Automating coregistration, Part 2

02/03/2021

I'm writing today's blog post for two reasons. First, the program I created to facilitate automatic registration includes two phases, and I only discussed the first phase in my earlier blog post. Second, the same algorithm I used in that phase has come up again, somewhat unexpectedly, in a very different way. I found the convergence pretty interesting, and I hope you do, too.

What I did before (and why more was needed)
In my first blog post about automatic registration, I discussed using feature detection to match the same feature (basically, a corner) in each of two images. Although that worked rather well, it didn't quite get me to where I wanted to be. When processing those putatively corresponding features (using RANSAC), one must specify a tolerance that roughly corresponds to how many pixels a corner can be away from where it's expected to be and still be considered a match. This tolerance allows for some level of inter-image warping (e.g., by topography and perspective). However, the tolerance also limits the final precision of the alignment, and upon inspecting the results, I suspected more precision was possible.

The other option

It turns out that there are basically two broad ways to align images, and I found that using both yielded the best results. One method, as already discussed, is feature detection, which identifies specific features (corners) in one image and matches them to another. This is largely analogous to how a human would manually identify tie points. The other method could be broadly described as "pixel based' and looks at patterns in pixel values rather than distinct features. Such pixel-based approaches have a number of benefits. For example, they're appropriate to use when there aren't many unique point features but broader patterns may be recognizable, such as gradational variations in grass color or coverage density in a meadow. At least in my experience, they also provide great precision potential, specifically those that use what is called a 'global direct search'.

A global direct search essentially means that many, many possible transformations of the (target) Image B are attempted to find the optimal alignment to the (trusted reference) Image A. The downside of a direct search is that it can be very computationally expensive, especially if Image A and Image B start far from alignment. It simply takes a lot of trials for the algorithm to works its way to offsets and distortions that large! For this reason, I found it best to start with feature detection, which by its nature, is very efficient for such strong original misalignment: it takes no more (or less) time to identify features, and match them, whether A and B are well aligned or very far from it. Then, I use a global direct search to fine-tune this alignment, potentially at the subpixel level.
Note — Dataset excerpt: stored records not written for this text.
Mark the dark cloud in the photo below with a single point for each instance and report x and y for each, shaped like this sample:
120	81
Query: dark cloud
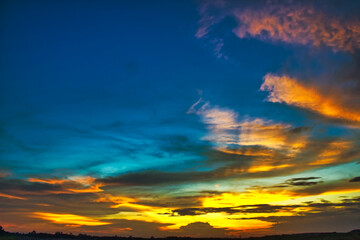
201	230
259	208
306	181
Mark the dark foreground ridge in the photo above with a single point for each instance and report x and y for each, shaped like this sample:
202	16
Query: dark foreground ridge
352	235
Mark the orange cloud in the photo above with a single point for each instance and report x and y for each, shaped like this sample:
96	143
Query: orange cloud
77	184
298	25
68	219
11	196
226	130
284	89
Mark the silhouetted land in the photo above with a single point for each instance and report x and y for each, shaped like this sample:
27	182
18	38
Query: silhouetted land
353	235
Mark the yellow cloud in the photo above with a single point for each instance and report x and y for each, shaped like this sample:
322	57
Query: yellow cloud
283	89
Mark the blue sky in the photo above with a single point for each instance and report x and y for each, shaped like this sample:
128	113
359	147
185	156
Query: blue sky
193	100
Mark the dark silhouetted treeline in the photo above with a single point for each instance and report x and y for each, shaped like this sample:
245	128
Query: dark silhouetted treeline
353	235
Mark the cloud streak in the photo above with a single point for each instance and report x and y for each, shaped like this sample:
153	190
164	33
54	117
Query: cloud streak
284	89
287	22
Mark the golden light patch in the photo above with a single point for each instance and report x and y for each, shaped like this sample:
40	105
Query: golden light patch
331	153
283	89
69	219
247	198
265	168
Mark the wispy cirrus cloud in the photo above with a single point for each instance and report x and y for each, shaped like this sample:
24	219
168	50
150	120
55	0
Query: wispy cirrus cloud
288	90
227	131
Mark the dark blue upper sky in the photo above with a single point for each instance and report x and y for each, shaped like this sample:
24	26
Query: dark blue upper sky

Enhanced Correlation Coefficient Maximization

The specific pixel-based algorithm I use is called Enhanced Correlation Coefficient (ECC) Maximization. The original paper can be found here. To be honest, I primarily used it because it is implemented in the popular OpenCV library, which is available in Python (and other languages), but it appears to work quite well (which is probably part of the reason it was implemented in that library, of course). A nice tutorial can be found here, and uses the example image below.

Conceptually, the way ECC Maximization works is fairly straightforward. Hopefully you're old enough to remember someone in school who used transparencies, those flimsy sheets of transparent plastic onto which images could be printed or notes marked in ink and then projected onto a screen, as shown below.
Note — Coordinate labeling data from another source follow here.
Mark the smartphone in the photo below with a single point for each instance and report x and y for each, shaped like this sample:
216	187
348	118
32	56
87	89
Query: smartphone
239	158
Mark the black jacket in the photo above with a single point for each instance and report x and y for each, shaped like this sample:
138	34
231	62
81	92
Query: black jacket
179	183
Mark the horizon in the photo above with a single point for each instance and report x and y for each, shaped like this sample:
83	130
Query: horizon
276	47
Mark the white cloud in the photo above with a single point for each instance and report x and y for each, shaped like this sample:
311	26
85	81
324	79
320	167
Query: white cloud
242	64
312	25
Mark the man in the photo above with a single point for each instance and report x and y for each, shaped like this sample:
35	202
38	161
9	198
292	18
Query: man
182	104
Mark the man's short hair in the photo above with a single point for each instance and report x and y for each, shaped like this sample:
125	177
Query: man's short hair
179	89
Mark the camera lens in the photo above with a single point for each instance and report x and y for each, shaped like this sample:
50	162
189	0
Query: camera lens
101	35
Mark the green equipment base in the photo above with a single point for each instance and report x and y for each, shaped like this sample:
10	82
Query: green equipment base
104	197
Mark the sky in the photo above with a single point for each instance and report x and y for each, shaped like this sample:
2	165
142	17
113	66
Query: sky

Imagine taking a few such transparencies, with similar images on them, and trying to align them. The image below is a rough representation of that situation. You might try rotating or shifting each image until it aligned as closely as possible. In essence, this is the "direct search" that I described earlier. But how would you know when the images were aligned? In some sense, it would be because each image correlates. For example, it might not be that the brightest part of each image aligns; I could have thrown a negative in there! But rather, you're looking for the patterns to align and thus for there to be some sort of correlation between 'pixel values'.

At a conceptual level, this is what ECC Maximization does. It attempts different combinations of transformation parameters--rotations and translations (as in the transparency analogy), but also rescaling, that is, stretching the image outward from all corners, or compressing it inward--until it maximizes the correlation between images, specifically, the ECC value. Because we're considering correlation and not simply matching brightest to brightest and darkest to darkest, this technique works even if the lighting has changed between the images (at least, better than a simpler approach could). You can probably intuit how such a technique could give you subpixel accuracy! You can also see why starting with a very misaligned images would require a longer search, especially if the images do not represent the same entire scene. For example, one image might represent just a small part of the other, possibly rotated or rescaled. It's a bit like finding where a puzzle piece would fit given the final image. You don't know how that piece should be rotated or where it should be translated to fit in the image, so it can take a while to place it.

How this all came up again unexpectedly

I recently received favorable reviews for a paper that I'd submitted, but the reviewer asked me to put one value on a more rigorous footing. In essence, that value was the error that I estimated for 'mapping' lava flow margins. These margins were mapped by carrying a piece of equipment called a differential GNSS rover (think: fancy GPS), and unless the equipment was perfectly vertical, there would be an error in measurement. Obviously, it's hard to keep something like this (stock image below) perfectly vertical while walking, so there was bound to be some error due to tilt. I estimated about 15 cm of tilt on average, based on what I saw in the field, but the reviewed wanted me to show this in the data.

The way I did this was comparing a few hundreds meters of a margin that was walked by both me and another person. Although I could have simply measured the typical difference between these respective margin traces, that would only be part of the story. It turns out that she and I naturally adopted walking the margin at a different distance out from the margin. One doesn't want to knock the equipment up against the flow itself, so one always has to keep a little space between the rover and the margin. However, if you're walking faster, you'll probably naturally keep the rover a little further from the margin than someone who is walking slowly, in order to avoid collisions with the margin. This offset is primarily (at a local level) translational, yet translation error is not relevant to our analysis. So, how could I process these overlapping traces so as to align them translationally as well as possible before measuring the error? I converted the trace and all the area to one side of it to black pixels, and the area on the other side to white pixels. I thus created two binary images, each representing the traced walked by me or by the other mapper. I then used ECC Maximization with a setting to only consider translation. After finding the optimal transform, I applied that transform back to the target margin trace and then measured the offsets.

As it turns out, it worked like a charm, showing that the mean error was not 22 cm (without ECC Maximization) but 18 cm, and the median error was not 18 cm but 12 cm. This rigorous exploration therefore corroborates my estimate of 15 cm as reasonable.